Memang klise jika mengatakan bahwa suatu pekerjaan tertentu “terlalu besar” bagi seorang manajer, namun dalam kasus Leeds United, gagasan tersebut memiliki kebenaran yang tidak bisa dihindari. Sejak terdegradasi dari Premier League pada tahun 2004, hanya tiga tahun setelah mencapai semifinal Liga Champions, klub ini memiliki tidak kurang dari 15 manajer tetap, 10 di antaranya datang dan pergi dalam lima tahun terakhir. Kombinasi intrik kepemilikan yang membingungkan dan ekspektasi tinggi dari para pendukung membuat klub yang memecat legenda Brian Clough setelah 44 hari yang penuh gejolak pada tahun 1974 melanjutkan tradisi kaya dalam perubahan manajerial.
Beberapa bulan setelah degradasi yang mengawali tahun-tahun belantara Leeds, Marcelo Bielsa membimbing Argentina meraih medali emas Olimpiade, tonik sempurna atas kekalahan yang ia dan Albicelestes menderita di final Copa América sebulan sebelumnya. Penghargaan pertama bagi tim nasional Argentina sejak Copa América 1993 dicapai dengan cara yang hanya sedikit orang yang berani mengambil salah satu pekerjaan paling intens dan bertekanan tinggi di sepak bola internasional. Dengan kehadiran Diego Maradona yang lincah dan penuh jimat masih membayangi cara orang Argentina memandang tim dan gayanya, Bielsa menjadikan taktik sebagai bintangnya. Formasi 3-3-3-1 yang sangat tidak biasa, ditambah dengan tingkat persiapan yang hampir fanatik, menjadi cetak biru untuk segala hal selanjutnya. Bagi Bielsa, taktik dan filosofinya tidak dapat disentuh; jika timnya gagal, itu karena satu dan lain hal.

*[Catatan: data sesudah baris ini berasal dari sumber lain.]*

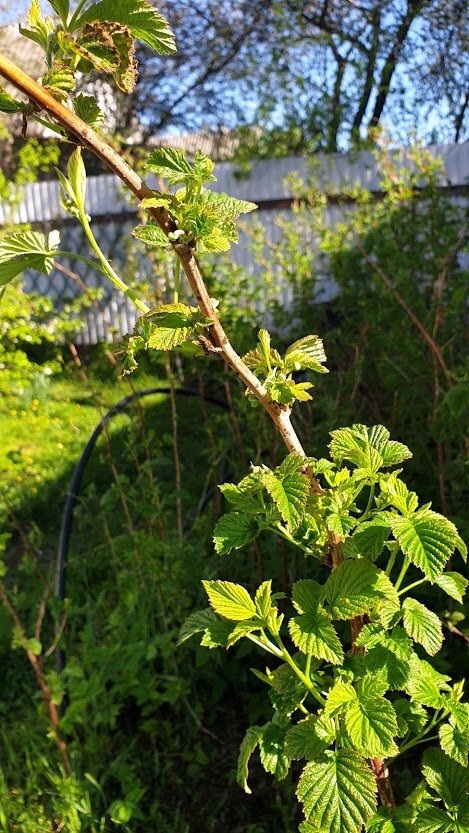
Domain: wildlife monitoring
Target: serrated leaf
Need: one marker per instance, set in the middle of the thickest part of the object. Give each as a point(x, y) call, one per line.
point(61, 7)
point(371, 725)
point(448, 778)
point(217, 634)
point(356, 587)
point(306, 354)
point(340, 523)
point(426, 685)
point(289, 494)
point(454, 584)
point(302, 740)
point(241, 630)
point(248, 745)
point(427, 538)
point(398, 494)
point(338, 791)
point(233, 531)
point(368, 448)
point(339, 698)
point(272, 750)
point(87, 109)
point(226, 207)
point(422, 625)
point(26, 250)
point(34, 646)
point(196, 623)
point(455, 742)
point(8, 104)
point(306, 595)
point(313, 633)
point(230, 600)
point(242, 498)
point(394, 670)
point(287, 691)
point(59, 80)
point(143, 20)
point(263, 599)
point(367, 540)
point(411, 717)
point(152, 235)
point(434, 820)
point(171, 164)
point(170, 325)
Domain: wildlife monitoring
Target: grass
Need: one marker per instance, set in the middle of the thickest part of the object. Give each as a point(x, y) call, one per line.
point(42, 438)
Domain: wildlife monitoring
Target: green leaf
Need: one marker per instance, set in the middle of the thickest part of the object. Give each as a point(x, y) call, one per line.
point(425, 685)
point(87, 109)
point(169, 325)
point(272, 750)
point(427, 538)
point(434, 820)
point(230, 600)
point(287, 691)
point(171, 164)
point(411, 717)
point(289, 493)
point(248, 745)
point(195, 623)
point(8, 104)
point(152, 235)
point(77, 177)
point(26, 250)
point(371, 725)
point(263, 599)
point(455, 742)
point(454, 584)
point(422, 625)
point(62, 8)
point(34, 646)
point(356, 587)
point(306, 354)
point(398, 494)
point(303, 741)
point(226, 207)
point(313, 633)
point(59, 80)
point(394, 669)
point(368, 448)
point(233, 531)
point(288, 391)
point(217, 634)
point(448, 778)
point(243, 496)
point(306, 595)
point(143, 20)
point(340, 523)
point(339, 698)
point(367, 540)
point(338, 791)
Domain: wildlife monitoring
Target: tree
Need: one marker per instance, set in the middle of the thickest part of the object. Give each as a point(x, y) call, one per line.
point(325, 71)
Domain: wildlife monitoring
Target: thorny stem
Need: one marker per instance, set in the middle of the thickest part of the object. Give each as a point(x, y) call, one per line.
point(404, 568)
point(51, 708)
point(109, 270)
point(411, 586)
point(299, 673)
point(279, 414)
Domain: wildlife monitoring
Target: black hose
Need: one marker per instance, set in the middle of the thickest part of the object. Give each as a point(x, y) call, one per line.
point(74, 490)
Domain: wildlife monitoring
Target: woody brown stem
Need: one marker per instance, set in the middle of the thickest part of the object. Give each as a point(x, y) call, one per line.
point(87, 137)
point(51, 708)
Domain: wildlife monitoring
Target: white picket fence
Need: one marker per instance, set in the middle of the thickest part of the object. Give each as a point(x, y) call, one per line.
point(113, 217)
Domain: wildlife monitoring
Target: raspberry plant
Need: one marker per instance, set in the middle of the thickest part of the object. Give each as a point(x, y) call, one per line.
point(348, 681)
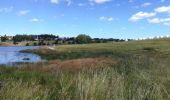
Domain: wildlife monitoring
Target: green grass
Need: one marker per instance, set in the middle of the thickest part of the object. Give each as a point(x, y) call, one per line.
point(142, 73)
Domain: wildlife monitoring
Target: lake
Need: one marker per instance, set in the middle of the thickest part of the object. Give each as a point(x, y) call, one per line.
point(11, 54)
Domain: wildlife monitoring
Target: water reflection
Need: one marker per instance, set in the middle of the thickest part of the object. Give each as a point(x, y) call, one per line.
point(12, 55)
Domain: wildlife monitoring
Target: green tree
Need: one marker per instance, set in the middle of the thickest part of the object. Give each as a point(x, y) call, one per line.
point(83, 39)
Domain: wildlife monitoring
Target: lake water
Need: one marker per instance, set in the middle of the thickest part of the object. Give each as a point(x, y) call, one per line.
point(9, 55)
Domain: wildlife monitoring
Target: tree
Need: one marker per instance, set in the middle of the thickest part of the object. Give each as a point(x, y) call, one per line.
point(83, 39)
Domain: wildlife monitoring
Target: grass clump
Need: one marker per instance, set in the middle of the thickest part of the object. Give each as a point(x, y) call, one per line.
point(112, 71)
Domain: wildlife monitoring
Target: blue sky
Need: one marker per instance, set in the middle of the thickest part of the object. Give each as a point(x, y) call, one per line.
point(97, 18)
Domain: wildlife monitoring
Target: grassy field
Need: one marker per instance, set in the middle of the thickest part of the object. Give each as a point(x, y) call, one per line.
point(136, 70)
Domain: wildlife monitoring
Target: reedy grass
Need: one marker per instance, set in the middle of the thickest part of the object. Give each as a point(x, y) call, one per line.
point(142, 73)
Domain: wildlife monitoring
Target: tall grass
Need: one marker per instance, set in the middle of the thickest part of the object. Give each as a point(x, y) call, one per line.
point(140, 73)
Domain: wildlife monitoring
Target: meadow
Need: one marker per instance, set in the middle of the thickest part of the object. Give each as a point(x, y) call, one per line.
point(135, 70)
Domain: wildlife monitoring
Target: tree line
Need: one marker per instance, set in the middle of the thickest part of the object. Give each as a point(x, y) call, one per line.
point(50, 39)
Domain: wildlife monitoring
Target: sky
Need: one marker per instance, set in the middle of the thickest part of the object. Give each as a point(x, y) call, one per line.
point(97, 18)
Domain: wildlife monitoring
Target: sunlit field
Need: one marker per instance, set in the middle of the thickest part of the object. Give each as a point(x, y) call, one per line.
point(136, 70)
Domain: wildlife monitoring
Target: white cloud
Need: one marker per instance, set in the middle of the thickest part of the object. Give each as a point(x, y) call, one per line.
point(69, 2)
point(159, 20)
point(166, 24)
point(141, 15)
point(23, 12)
point(99, 1)
point(163, 0)
point(130, 1)
point(7, 10)
point(54, 1)
point(81, 4)
point(35, 20)
point(103, 18)
point(146, 4)
point(163, 9)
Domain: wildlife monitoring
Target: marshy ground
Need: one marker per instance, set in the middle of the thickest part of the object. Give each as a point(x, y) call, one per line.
point(136, 70)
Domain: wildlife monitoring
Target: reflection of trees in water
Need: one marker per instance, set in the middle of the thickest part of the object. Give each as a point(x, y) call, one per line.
point(12, 55)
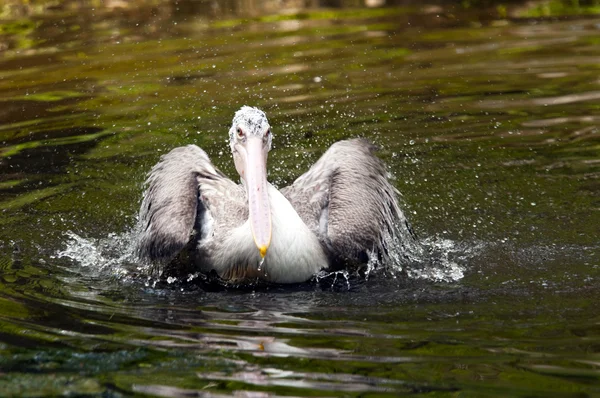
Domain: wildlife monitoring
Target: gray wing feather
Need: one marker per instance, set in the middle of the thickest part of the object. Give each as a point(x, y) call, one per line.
point(171, 202)
point(347, 200)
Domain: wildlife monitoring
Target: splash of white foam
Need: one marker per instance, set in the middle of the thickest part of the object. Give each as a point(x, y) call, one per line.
point(113, 254)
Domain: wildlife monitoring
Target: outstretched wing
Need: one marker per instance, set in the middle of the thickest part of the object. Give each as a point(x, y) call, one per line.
point(172, 210)
point(347, 200)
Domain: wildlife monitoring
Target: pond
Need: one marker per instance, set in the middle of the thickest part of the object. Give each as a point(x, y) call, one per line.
point(487, 116)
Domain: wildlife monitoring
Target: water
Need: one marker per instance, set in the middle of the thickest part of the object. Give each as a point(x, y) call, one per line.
point(488, 119)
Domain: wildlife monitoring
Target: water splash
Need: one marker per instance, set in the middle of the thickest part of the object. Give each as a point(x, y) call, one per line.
point(113, 255)
point(433, 258)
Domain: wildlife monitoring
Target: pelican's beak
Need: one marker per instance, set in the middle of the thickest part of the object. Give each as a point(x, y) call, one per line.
point(258, 194)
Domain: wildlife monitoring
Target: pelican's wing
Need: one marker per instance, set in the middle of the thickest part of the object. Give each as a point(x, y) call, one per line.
point(347, 200)
point(172, 209)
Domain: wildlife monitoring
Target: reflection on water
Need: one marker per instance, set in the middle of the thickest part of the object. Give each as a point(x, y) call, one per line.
point(487, 119)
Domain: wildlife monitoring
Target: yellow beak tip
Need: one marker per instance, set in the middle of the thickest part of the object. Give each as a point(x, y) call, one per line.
point(263, 251)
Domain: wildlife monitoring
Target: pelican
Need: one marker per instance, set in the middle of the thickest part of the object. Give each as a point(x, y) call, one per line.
point(337, 214)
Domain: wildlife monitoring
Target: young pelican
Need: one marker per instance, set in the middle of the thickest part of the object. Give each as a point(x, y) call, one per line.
point(338, 213)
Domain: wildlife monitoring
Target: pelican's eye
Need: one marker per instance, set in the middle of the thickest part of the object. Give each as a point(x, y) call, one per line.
point(240, 133)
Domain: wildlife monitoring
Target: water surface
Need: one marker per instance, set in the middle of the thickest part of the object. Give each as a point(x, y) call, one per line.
point(488, 119)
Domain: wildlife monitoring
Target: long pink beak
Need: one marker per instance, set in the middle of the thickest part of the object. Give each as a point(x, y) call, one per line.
point(258, 195)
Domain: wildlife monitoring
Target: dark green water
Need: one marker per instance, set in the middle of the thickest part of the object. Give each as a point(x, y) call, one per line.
point(488, 118)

“Jika pemainku bukan manusia,” dia pernah berkomentar“Saya tidak akan pernah kalah.”
Sikap inilah yang mendorong sekaligus menggagalkan kariernya. Chile, Athletic Bilbao, Marseille, Lazio dan Lille semuanya telah menyukai pria bernama Pep Guardiola ditelepon “pelatih terbaik di dunia”, dengan hasil yang sangat bervariasi. Keyakinan yang tak tergoyahkan pada filosofi taktisnya secara alami diterjemahkan menjadi keyakinan yang tak tergoyahkan, dan ini telah menyebabkan dia berselisih dengan pemilik dan direktur klub. Dia mengundurkan diri hanya pada satu pertandingan di musim 2015-16 di Marseille dengan cara yang menakjubkan, dan diikuti dengan tugas dua hari di Lazio.

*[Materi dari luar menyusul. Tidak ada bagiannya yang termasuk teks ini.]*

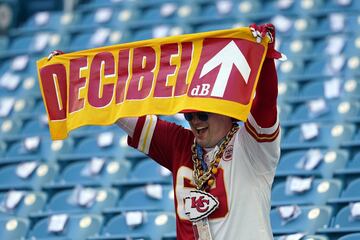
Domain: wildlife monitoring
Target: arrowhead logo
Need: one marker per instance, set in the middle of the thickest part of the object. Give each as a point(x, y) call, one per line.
point(199, 205)
point(227, 69)
point(227, 57)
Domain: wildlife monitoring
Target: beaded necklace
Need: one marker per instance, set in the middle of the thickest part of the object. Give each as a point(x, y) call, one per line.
point(204, 174)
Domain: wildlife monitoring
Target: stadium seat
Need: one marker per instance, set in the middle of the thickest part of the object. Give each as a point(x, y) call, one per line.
point(103, 144)
point(10, 127)
point(322, 162)
point(52, 150)
point(320, 191)
point(353, 236)
point(153, 225)
point(39, 43)
point(148, 171)
point(343, 223)
point(24, 149)
point(288, 91)
point(302, 237)
point(310, 220)
point(318, 110)
point(298, 48)
point(54, 20)
point(148, 198)
point(350, 194)
point(34, 175)
point(351, 88)
point(352, 168)
point(318, 135)
point(105, 174)
point(13, 228)
point(22, 203)
point(79, 226)
point(82, 200)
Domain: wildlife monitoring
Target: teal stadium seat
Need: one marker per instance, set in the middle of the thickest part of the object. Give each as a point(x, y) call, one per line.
point(353, 236)
point(343, 223)
point(79, 226)
point(139, 199)
point(31, 202)
point(75, 174)
point(310, 220)
point(70, 201)
point(43, 173)
point(331, 160)
point(329, 135)
point(321, 190)
point(12, 228)
point(350, 194)
point(154, 226)
point(352, 168)
point(49, 20)
point(148, 171)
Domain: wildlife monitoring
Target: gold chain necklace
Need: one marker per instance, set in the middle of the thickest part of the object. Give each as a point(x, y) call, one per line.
point(200, 176)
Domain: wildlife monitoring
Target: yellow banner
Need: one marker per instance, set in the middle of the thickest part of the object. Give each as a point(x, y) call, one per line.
point(212, 71)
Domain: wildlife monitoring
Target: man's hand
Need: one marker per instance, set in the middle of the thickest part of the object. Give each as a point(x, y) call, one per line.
point(54, 53)
point(268, 29)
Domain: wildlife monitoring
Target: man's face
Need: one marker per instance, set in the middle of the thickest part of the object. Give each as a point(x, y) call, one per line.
point(209, 132)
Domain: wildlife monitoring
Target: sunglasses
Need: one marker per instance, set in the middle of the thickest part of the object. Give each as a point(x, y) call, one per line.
point(202, 116)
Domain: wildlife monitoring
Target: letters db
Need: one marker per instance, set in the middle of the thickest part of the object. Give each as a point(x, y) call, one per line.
point(224, 68)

Di sisi lain, Bielsa dan Leeds adalah pertandingan yang paling tidak mungkin. Seorang manajer yang, dengan segala kecemerlangannya, berjuang untuk mencapai potensinya dalam menghadapi politik internal, bergabung dengan klub yang – bahkan dalam iklim sepakbola modern yang moderat – menonjol dalam kemampuan mereka untuk mengarahkan manajer tanpa pandang bulu. Ini adalah jenis hubungan naas yang, jika ditampilkan dalam rom-com usang, akan membuat penonton memutar mata melihat transparansi dari kesombongannya, jelas sifatnya yang akan membawa malapetaka. Namun seperti yang kita ketahui, pasangan yang tidak terduga seringkali berakhir bahagia.
Sesuai dengan naskah tersebut, Bielsa membuat tim tampil maksimal, dan para penggemar pun bersorak kagum. Tidak sulit bagi pengemudi baru di Elland Road untuk mengeluarkan suara yang tepat pada awalnya. Sementara itu, Bielsa memuji bahwa ketika “sebuah klub dengan sejarah Leeds United mengajukan tawaran kepada saya, tidak mungkin untuk menolaknya.” Namun bagi Leeds, rasa hormat dan kekaguman antara tim dan manajer tidak selalu terjadi dua arah. Bielsa memiliki kualitas yang dibutuhkan oleh klub sepanjang sejarahnya. Reputasi Bielsa mendahuluinya di Yorkshire, tetapi mulai dari sikapnya yang lugas dan intens di konferensi pers hingga kebiasaan uniknya duduk sendirian di atas ember yang terbalik di tepi area teknis (“Itu hanya ember, ember yang nyaman,” menurut Bielsa) menunjuk pada seorang pria yang bertanggung jawab, yang memahami pentingnya perannya namun tetap merasa nyaman dengan beban di pundaknya. Bagi klub yang terbiasa menunjuk manajer dari luar liga dalam beberapa tahun terakhir, rekrutmen Bielsa merupakan sebuah kudeta yang menakjubkan.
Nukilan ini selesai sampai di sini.